There are other places in mysqld logging to indicate progress:
- crash recovery
- buffer pool size change

come to mind immediately but I'm sure there are others I've forgotten so adding a bit more logging here would be helpful.

Suggested fix:
- Provide a periodic update every 60? or 300? seconds (or configure the period as for a large system the copy period may be quite long. We just want to see a confirmation of progress.)
- There do not appear to be [m]any error counters. The data is being copied over the network which is never 100% reliable so errors are expected. Exposing them is good, as are other success metrics.  p_s.clone_progress provides minimal information of the copy process so is helpful but not detailed enough to diagnose issues.
[17 Nov 2021 15:23] Simon Mudd
Specifically since I've seen issues with the file copy stage perhaps an indication of the current file that's being copied could be made?

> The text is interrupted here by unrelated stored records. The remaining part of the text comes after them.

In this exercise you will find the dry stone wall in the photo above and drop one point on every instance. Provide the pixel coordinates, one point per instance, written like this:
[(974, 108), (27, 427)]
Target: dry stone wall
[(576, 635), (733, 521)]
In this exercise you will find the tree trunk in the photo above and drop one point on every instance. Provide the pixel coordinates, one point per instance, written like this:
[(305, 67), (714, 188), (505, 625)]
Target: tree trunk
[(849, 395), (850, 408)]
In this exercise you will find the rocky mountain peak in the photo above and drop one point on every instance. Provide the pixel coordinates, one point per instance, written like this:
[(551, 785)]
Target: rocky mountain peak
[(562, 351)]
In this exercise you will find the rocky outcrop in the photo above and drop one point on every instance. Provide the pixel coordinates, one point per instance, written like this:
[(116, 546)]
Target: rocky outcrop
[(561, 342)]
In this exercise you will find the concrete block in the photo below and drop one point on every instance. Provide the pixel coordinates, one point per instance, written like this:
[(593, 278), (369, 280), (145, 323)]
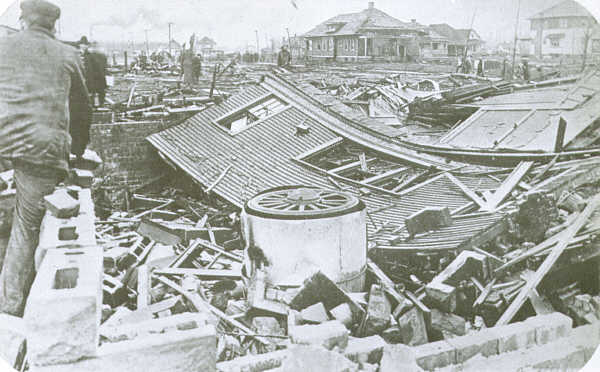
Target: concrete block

| 1 | FILE COPY | In Progress | 2021-11-17 13:15:02.536692 | NULL | 4 | 3675459754787 | 3469725768483 | 3469911123316 | 5741689 | 5741995 |

Speed has dropped here but which file might this be related to? No idea.

And documentation on the current workings of the clone plugin are somewhat vague. I guess I'd need to go through and find the files most recently changed?
[17 Nov 2021 15:38] Simon Mudd
also add some indication of "active threads". This might be important as the auto-tuning may change the number being used. The logging doesn't clearly indicate how many of these are active and I get the impression it just scales up until a point where code decides "that's enough", I'm not sure that the number of threads decreases though if they're idle it may not matter.

Either way report the number of busy/active threads as this info could be handy.